Figure 4. The YOLOv5 vehicle detection algorithm process. YOLOv5 performs feature extraction on input images using a feature extraction network and predicts the position and category information of the vehicle in the image to achieve vehicle detection.

Figure 5 shows that the YOLOv5 model comprises of four main constituents, namely input, neck, backbone, and detect. We have improved the Detect component. TSCODE is applied to decouple Detect.

FIGURE 5

Figure 5. The overall network architecture of YOLOv5 after decoupling. Two new output layers, P2 and P6, are introduced. Every three adjacent layers form a new head.

3.1.1. Decouple Detect

In the domain of object detection, the primary sub-tasks are classification and localization, which show different preferences for feature context (Zhuang et al., 2023). The classification task has a coarser granularity and prioritizes semantic information, while localization has a finer granularity and seeks to capture boundary or texture features. The YOLOv5 algorithm uses a separation header to learn different feature contexts for each task, but the input features of these heads still come from the same layer, which leads to an imperfect balance between classification and localization. The TSCODE generates feature codes that are spatially rough but semantically strong for the classification branch. For the localization branch, high-resolution feature mapping with more edge information is provided to better regress object boundaries. Originally, YOLOv5 has only three output layers: P3, P4, and P5. To truly decouple the detection process, two new output layers, P2 and P6, are introduced. Every three adjacent layers form a new head. For example, P3, P4, and P5 form one Head.

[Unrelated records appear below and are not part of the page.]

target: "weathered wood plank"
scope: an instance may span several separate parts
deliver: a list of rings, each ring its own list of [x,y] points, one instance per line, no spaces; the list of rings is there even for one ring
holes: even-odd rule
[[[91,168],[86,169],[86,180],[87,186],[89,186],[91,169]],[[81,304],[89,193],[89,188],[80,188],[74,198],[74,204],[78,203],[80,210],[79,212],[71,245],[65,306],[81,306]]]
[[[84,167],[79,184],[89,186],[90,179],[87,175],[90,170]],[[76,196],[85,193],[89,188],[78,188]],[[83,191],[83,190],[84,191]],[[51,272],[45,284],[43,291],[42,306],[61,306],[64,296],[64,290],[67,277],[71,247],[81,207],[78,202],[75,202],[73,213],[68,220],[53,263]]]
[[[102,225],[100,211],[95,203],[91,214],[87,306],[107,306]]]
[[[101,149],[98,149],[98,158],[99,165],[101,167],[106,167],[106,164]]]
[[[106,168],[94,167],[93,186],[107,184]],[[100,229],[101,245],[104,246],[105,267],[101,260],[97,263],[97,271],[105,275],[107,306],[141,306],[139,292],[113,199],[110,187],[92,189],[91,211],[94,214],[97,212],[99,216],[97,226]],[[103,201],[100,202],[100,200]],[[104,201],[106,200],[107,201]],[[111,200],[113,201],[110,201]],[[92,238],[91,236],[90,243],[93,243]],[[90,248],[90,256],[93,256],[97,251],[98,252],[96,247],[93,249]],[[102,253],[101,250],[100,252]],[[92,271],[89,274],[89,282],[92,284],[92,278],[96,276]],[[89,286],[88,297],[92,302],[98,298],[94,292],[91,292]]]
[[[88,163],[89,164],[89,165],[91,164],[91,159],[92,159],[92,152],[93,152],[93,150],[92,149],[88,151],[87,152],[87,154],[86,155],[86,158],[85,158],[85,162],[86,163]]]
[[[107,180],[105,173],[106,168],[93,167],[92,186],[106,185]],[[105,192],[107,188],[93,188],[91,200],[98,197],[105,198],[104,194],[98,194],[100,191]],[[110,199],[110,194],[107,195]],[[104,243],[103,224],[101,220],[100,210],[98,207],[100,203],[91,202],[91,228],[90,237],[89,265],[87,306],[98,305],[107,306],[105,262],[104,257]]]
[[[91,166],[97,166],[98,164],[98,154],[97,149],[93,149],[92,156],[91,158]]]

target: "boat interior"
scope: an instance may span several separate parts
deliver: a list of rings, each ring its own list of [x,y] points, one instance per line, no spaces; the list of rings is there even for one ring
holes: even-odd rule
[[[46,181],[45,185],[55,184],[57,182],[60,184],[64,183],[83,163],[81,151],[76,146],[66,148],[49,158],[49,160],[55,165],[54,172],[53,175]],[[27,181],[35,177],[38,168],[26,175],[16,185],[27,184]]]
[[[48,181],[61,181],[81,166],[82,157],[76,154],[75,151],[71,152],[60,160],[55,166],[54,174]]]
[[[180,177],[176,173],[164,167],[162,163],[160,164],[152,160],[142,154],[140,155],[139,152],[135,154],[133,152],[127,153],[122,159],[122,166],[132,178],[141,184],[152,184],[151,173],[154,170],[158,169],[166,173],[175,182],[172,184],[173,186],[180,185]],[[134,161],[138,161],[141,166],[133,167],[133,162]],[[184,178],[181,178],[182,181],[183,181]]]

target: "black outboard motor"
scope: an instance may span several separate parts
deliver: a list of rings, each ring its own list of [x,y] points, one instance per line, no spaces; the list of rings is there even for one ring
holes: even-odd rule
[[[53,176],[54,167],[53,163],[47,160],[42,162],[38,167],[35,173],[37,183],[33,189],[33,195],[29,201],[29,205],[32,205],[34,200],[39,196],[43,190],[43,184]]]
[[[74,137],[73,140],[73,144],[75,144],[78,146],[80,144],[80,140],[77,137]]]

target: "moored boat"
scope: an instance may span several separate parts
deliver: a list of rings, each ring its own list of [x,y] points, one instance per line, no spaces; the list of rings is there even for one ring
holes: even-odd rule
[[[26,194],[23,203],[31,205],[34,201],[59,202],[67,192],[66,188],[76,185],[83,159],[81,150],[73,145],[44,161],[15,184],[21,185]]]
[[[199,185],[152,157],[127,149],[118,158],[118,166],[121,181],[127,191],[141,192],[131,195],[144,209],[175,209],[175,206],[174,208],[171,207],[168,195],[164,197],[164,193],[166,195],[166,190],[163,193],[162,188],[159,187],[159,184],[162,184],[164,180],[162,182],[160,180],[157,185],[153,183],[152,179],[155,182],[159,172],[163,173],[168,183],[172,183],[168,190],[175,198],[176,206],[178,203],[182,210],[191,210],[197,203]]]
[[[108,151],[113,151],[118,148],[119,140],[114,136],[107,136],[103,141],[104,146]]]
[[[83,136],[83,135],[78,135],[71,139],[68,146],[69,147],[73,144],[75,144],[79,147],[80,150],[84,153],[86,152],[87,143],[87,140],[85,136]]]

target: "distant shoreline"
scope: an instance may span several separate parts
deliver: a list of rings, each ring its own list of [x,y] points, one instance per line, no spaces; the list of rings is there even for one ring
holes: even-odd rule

Leverages the feature maps from two levels, i.e., P_l and P_l+1, to generate a semantically rich feature map for classification. First, downsample P_l by a factor of 2 and then concatenate it with P_l+1 to generate the final $G_{l}^{c l s}$ . Finally, feed $G_{l}^{c l s}$ into the classification function. The $G_{l}^{c l s}$ can be written as

\begin{array}{l} \begin{matrix} G_{l}^{c l s} = Concat (DConv (P_{l}), P_{l + 1}) \end{matrix} & (1) \end{array}

where Concat(·) and DConv(·) represent concatenation and a shared downsampling convolutional layer.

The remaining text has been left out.